D’après l’analyse de la BNF qui accompagne le livre, plus de 5 personnes ont annoté le livre après l’auteur.

Voici les pages du manuscrit dans lesquelles se trouvent les fragments:

Qu’en pensez-vous ? des similitudes pour certaines lettres ? tentative de cryptage ?

Now, if I do properly make sense of Stephanie’s mail, she has come across the herbal by Pseudo-Apulée and noted that, according to BNF’s analysis (whoever that is…), the various marginalia found therein were written by no less than five different hands. This being somehow similar to the way the VM marginalias were written, she wonders whether this could be a crib to the VM. (Forgive me, Stephanie, if I mangled your message too badly!)

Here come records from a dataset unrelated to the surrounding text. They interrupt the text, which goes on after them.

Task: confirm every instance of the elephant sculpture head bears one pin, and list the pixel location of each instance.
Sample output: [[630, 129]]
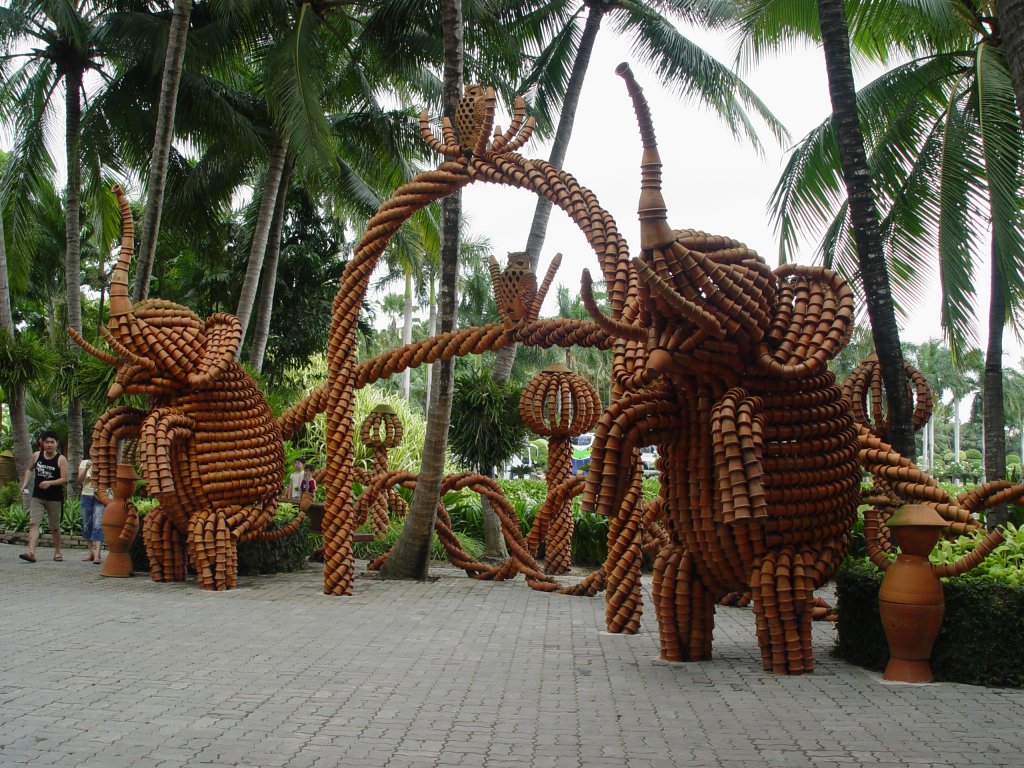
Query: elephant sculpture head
[[160, 347]]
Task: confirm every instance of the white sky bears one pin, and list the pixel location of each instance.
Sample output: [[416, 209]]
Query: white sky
[[711, 181]]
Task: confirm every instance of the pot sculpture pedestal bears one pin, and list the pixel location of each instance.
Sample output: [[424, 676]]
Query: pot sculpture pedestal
[[120, 524], [910, 598]]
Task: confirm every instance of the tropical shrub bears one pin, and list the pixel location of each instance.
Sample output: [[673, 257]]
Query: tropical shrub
[[982, 637]]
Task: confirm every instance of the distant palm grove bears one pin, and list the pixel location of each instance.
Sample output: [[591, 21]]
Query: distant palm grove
[[256, 137]]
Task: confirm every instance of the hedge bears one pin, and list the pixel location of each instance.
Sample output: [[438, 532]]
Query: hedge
[[982, 637]]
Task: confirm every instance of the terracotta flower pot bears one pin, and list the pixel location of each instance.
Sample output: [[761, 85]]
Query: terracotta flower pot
[[116, 515], [910, 597]]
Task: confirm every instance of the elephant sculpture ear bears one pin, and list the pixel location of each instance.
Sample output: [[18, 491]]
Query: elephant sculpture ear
[[812, 322], [223, 337]]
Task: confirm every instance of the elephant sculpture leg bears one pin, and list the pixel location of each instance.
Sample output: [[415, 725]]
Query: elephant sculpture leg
[[165, 547], [624, 605], [685, 609], [213, 551], [782, 586], [118, 424]]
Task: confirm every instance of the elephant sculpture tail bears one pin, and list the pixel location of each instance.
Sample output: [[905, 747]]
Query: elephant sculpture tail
[[291, 527], [653, 212]]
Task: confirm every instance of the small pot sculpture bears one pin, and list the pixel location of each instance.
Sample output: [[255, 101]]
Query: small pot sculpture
[[120, 523], [910, 600]]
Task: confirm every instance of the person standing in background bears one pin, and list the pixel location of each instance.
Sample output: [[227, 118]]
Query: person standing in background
[[50, 471], [92, 512], [295, 480]]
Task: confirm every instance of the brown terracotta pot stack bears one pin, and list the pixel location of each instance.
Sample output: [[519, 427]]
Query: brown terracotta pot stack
[[382, 431], [558, 404]]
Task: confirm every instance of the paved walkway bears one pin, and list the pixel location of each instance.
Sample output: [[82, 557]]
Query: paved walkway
[[126, 673]]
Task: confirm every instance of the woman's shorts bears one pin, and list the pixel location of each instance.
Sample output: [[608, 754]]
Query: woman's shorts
[[92, 514]]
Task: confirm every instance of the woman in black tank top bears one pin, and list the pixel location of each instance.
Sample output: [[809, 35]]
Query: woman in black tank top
[[47, 495], [48, 469]]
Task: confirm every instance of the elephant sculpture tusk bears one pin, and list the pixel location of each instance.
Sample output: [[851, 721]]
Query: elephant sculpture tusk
[[613, 328], [688, 309]]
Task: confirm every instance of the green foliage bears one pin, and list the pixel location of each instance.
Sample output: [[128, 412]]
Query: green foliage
[[281, 556], [371, 550], [26, 358], [486, 430], [982, 637], [10, 495], [14, 517]]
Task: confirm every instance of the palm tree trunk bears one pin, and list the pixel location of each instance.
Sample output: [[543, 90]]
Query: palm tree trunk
[[176, 37], [542, 213], [15, 395], [431, 331], [931, 457], [269, 280], [411, 556], [864, 216], [956, 429], [407, 330], [993, 417], [73, 259], [1011, 29], [268, 198]]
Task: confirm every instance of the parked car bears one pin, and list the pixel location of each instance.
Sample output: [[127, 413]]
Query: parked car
[[581, 452], [648, 456]]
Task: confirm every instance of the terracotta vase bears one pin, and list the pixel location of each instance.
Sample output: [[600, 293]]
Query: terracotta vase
[[910, 597], [116, 514]]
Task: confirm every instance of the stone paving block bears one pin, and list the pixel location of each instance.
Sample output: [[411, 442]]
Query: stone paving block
[[454, 673]]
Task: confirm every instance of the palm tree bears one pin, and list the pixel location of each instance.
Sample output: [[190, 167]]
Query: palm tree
[[559, 70], [864, 217], [946, 157], [14, 392], [411, 556], [944, 141], [61, 48], [173, 58], [1010, 14]]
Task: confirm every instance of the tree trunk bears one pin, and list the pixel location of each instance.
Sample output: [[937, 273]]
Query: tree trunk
[[407, 331], [431, 331], [956, 429], [494, 540], [73, 259], [864, 217], [15, 396], [566, 119], [176, 37], [1011, 20], [411, 556], [269, 279], [993, 417], [247, 298]]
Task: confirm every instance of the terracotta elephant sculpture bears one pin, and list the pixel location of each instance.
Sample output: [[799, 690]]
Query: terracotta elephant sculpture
[[209, 446]]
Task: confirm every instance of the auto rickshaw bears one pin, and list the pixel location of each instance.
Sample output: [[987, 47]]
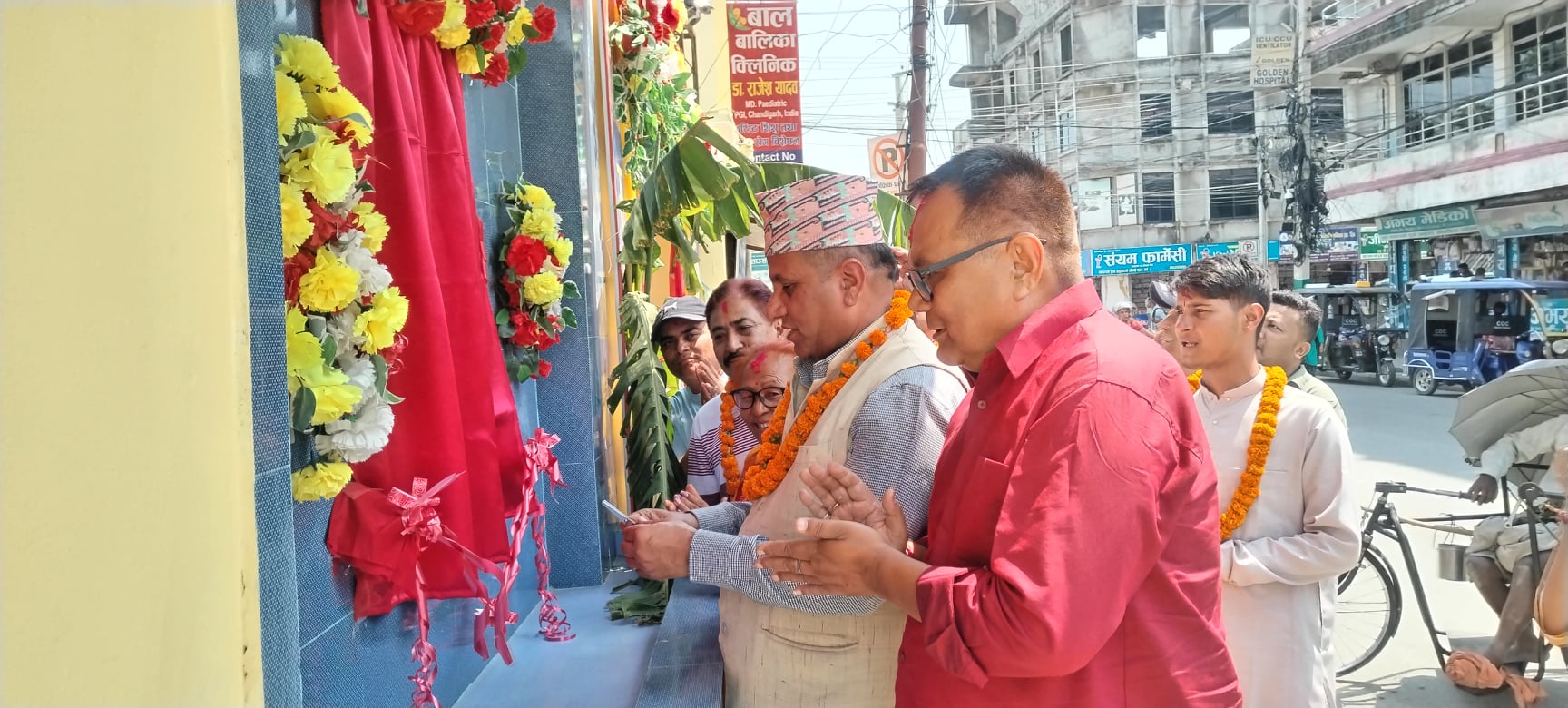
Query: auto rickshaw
[[1361, 331], [1466, 331]]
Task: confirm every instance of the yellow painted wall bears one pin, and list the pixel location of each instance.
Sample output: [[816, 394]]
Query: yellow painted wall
[[127, 533]]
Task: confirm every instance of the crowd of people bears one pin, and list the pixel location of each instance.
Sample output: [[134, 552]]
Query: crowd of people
[[951, 476]]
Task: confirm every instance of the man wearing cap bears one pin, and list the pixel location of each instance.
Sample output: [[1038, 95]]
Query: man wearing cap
[[681, 336], [867, 393]]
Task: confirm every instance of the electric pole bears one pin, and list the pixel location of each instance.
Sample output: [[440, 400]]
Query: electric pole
[[1307, 189], [915, 159]]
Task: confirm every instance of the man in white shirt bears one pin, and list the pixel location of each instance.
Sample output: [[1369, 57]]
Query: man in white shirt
[[682, 338], [1289, 526], [1286, 338]]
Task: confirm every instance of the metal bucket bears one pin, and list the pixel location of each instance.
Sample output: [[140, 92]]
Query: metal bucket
[[1451, 561]]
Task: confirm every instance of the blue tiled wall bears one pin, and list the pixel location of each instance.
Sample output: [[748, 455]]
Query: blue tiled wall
[[312, 652], [281, 630], [570, 398]]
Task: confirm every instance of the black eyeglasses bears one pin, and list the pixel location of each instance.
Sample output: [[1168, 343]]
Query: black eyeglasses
[[919, 275], [769, 398]]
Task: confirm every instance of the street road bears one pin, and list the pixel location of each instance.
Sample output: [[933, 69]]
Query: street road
[[1399, 435]]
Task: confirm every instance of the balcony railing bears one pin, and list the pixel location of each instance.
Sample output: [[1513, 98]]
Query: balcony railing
[[1355, 151], [1337, 13]]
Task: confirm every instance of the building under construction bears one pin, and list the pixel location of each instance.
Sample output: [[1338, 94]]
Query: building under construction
[[1152, 115]]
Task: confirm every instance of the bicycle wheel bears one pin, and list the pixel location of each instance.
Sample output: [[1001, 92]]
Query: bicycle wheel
[[1367, 611]]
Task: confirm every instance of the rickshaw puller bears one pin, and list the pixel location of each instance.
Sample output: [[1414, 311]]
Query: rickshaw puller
[[1499, 563]]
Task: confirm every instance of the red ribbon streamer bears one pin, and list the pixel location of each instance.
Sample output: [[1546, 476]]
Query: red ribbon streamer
[[422, 522]]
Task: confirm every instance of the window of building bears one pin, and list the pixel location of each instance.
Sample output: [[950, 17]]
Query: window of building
[[1540, 51], [1231, 113], [1065, 38], [1005, 25], [1037, 142], [1154, 112], [1159, 197], [1233, 193], [1227, 28], [1152, 40], [1328, 110], [1447, 93]]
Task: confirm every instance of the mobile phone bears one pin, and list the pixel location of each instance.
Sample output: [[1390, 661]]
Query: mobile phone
[[616, 512]]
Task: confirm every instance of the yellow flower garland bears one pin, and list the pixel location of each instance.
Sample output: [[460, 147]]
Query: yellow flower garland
[[777, 454], [1264, 428]]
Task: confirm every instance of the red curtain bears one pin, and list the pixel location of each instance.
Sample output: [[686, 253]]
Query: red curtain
[[458, 415]]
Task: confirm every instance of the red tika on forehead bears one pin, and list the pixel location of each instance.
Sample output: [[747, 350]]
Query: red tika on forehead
[[779, 349]]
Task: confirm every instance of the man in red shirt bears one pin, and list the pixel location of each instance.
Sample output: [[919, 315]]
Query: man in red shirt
[[1073, 540]]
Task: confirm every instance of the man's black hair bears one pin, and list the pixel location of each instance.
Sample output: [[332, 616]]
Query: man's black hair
[[877, 258], [1311, 314], [1004, 187], [1227, 277]]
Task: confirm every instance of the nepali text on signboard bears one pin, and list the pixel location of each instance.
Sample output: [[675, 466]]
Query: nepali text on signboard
[[1204, 250], [1372, 245], [1147, 260], [1544, 219], [1274, 60], [1554, 316], [1337, 247], [758, 266], [764, 77], [1427, 225]]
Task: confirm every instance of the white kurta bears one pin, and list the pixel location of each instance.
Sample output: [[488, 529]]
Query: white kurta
[[1300, 534]]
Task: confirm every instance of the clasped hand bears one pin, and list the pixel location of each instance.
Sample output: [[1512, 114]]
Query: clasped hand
[[848, 536]]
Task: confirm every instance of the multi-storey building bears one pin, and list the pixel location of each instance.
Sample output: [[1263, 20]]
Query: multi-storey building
[[1150, 113], [1455, 143]]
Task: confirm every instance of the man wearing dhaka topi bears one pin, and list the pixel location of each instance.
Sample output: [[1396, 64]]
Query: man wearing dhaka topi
[[1288, 523], [867, 391], [1072, 555]]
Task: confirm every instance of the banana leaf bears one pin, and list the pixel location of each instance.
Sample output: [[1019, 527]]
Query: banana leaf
[[639, 385], [691, 200], [646, 603]]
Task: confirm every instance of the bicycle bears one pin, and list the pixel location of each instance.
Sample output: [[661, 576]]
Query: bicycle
[[1374, 576]]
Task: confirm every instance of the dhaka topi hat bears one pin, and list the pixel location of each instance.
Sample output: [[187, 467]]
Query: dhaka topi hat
[[831, 211]]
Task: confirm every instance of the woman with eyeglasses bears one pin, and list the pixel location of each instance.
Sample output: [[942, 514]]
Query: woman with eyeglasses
[[740, 327]]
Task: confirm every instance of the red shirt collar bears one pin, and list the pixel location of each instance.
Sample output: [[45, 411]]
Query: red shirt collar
[[1024, 344]]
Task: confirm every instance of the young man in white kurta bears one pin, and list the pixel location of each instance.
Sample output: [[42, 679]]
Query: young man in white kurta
[[1279, 565]]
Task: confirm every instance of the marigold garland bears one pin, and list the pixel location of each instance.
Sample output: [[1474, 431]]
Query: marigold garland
[[1264, 428], [777, 452], [344, 314], [486, 36], [532, 261]]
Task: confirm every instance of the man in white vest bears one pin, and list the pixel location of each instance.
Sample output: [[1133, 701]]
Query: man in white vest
[[869, 393]]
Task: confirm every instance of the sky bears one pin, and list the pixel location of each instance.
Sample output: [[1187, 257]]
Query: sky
[[848, 57]]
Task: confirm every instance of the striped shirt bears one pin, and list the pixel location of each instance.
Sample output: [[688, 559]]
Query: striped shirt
[[704, 464], [894, 441]]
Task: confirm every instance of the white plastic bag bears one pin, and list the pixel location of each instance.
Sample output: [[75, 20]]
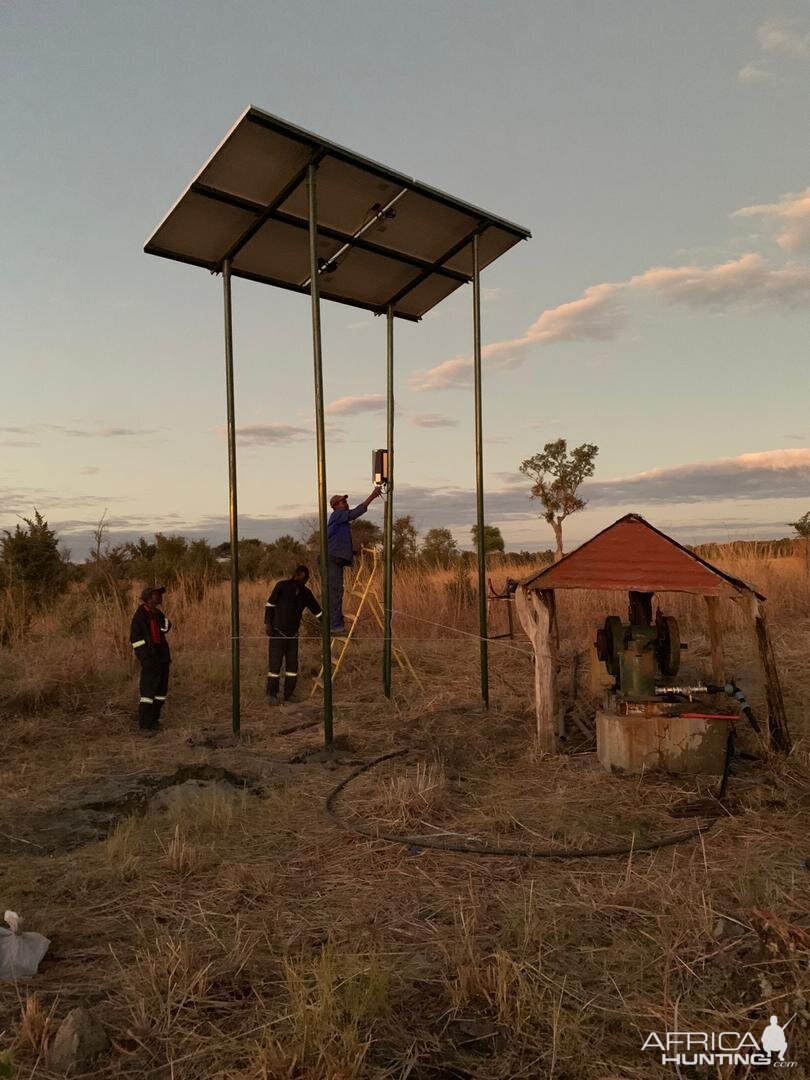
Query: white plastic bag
[[19, 953]]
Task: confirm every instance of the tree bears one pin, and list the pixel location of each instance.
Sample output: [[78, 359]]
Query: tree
[[439, 548], [30, 561], [405, 539], [802, 526], [557, 476], [493, 539]]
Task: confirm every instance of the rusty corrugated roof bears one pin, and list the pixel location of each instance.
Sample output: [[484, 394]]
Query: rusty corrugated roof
[[631, 554]]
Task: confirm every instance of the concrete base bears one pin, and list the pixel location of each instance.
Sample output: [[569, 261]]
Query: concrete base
[[679, 744]]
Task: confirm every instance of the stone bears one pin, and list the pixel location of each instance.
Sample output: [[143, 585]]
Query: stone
[[79, 1040]]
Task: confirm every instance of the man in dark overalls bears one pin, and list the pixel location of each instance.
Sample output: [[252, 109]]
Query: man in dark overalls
[[282, 621], [148, 639]]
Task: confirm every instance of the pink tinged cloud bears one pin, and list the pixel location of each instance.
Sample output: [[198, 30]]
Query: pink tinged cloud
[[432, 420], [791, 216], [596, 316], [784, 38], [746, 280], [356, 403]]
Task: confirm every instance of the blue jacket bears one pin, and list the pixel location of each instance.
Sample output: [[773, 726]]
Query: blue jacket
[[339, 532]]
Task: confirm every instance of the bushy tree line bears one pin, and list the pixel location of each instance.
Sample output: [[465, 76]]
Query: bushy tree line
[[35, 570]]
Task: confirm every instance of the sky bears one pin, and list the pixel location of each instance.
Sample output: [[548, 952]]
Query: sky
[[659, 153]]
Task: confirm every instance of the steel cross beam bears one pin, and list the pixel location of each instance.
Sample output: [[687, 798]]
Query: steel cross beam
[[437, 267], [271, 213]]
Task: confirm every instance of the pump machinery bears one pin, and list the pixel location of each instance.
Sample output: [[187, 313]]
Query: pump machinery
[[647, 720], [638, 655]]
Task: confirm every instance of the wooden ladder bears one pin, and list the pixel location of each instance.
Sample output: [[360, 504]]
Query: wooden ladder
[[365, 590]]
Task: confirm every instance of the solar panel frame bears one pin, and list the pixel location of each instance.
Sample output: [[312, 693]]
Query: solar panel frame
[[409, 224]]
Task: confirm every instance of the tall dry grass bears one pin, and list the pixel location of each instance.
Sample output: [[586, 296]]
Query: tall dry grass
[[78, 652], [227, 935]]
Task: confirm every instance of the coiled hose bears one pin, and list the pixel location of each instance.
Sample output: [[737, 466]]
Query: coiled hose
[[433, 844]]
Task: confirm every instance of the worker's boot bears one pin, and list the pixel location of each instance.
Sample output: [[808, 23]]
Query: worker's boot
[[146, 714], [289, 684]]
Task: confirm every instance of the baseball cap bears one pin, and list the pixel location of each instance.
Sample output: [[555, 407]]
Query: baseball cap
[[147, 592]]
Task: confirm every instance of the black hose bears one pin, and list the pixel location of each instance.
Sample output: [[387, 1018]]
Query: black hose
[[478, 849], [733, 691]]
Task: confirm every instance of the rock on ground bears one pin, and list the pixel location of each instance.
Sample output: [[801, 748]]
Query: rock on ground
[[78, 1042]]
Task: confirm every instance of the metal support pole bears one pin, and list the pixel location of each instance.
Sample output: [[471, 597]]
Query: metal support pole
[[321, 449], [232, 513], [389, 551], [480, 478]]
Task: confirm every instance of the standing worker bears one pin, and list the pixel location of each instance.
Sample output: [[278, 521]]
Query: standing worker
[[341, 554], [282, 621], [148, 639]]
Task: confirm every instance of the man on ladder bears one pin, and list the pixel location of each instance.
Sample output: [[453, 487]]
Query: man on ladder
[[339, 537]]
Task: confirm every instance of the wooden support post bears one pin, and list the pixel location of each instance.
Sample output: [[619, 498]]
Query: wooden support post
[[778, 733], [536, 621], [715, 639], [549, 598]]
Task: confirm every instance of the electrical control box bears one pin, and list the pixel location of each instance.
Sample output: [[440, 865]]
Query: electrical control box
[[379, 468]]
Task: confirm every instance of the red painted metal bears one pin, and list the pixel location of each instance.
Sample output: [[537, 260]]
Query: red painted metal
[[633, 555]]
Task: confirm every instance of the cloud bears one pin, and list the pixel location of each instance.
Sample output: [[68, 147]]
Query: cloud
[[454, 374], [104, 432], [594, 316], [598, 314], [784, 38], [752, 73], [792, 217], [746, 280], [82, 432], [771, 474], [432, 420], [259, 434], [356, 403]]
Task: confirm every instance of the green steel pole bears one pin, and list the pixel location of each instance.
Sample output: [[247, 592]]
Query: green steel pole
[[480, 478], [389, 552], [321, 450], [232, 513]]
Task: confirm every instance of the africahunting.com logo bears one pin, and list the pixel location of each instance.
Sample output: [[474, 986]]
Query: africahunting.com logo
[[723, 1048]]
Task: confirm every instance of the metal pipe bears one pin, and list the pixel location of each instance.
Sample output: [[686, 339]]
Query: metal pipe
[[480, 478], [232, 512], [389, 548], [321, 450]]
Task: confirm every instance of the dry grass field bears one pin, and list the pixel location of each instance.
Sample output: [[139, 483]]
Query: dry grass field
[[220, 925]]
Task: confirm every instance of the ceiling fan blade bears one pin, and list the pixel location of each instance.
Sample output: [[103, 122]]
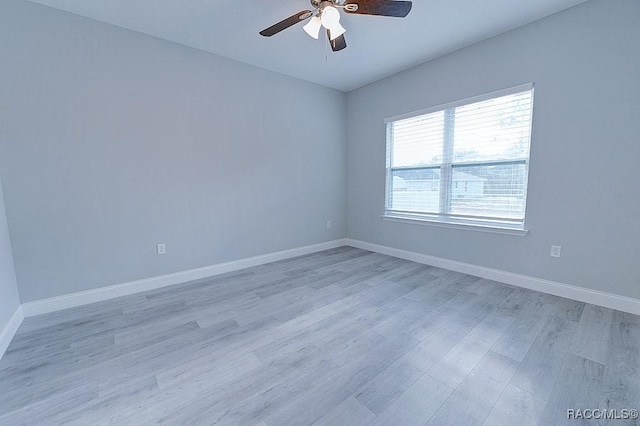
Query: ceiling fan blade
[[286, 23], [397, 9], [338, 43]]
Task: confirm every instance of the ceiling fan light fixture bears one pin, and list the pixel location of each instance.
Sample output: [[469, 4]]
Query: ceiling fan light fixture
[[330, 17], [336, 31], [313, 27]]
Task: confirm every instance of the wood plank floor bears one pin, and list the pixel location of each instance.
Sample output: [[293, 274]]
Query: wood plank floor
[[340, 337]]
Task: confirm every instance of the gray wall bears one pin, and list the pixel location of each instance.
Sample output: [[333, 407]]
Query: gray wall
[[584, 170], [9, 297], [112, 141]]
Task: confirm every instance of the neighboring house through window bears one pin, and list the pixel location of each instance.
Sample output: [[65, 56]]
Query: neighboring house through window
[[463, 163]]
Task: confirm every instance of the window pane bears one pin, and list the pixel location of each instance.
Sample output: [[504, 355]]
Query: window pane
[[496, 129], [417, 141], [415, 190], [491, 191]]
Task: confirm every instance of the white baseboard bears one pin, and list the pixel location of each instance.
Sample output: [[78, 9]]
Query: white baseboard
[[10, 330], [595, 297], [104, 293]]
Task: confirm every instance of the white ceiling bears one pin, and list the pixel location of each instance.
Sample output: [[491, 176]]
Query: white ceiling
[[377, 46]]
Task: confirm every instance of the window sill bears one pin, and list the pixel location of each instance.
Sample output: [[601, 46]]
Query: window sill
[[491, 228]]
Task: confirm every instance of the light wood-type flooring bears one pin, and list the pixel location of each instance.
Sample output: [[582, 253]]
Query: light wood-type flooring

Now, this looks interesting, especially f135, with the top line which — to me — looks vaguely like Sanskrit, and the characters below looking like regular latin letters which have been blown to pieces. But I guess it would be necessary to know a little more about the history of this book in particular.

The others from the Pseudo-Apulée look like “innocent” (ha!) writing exercises to me, with people writing down the alphabet, with the exception of the second part on f37v, which, at a first glance, makes no sense to me, much like the VM marginalia.

Your opinions, ladies and gentlemen?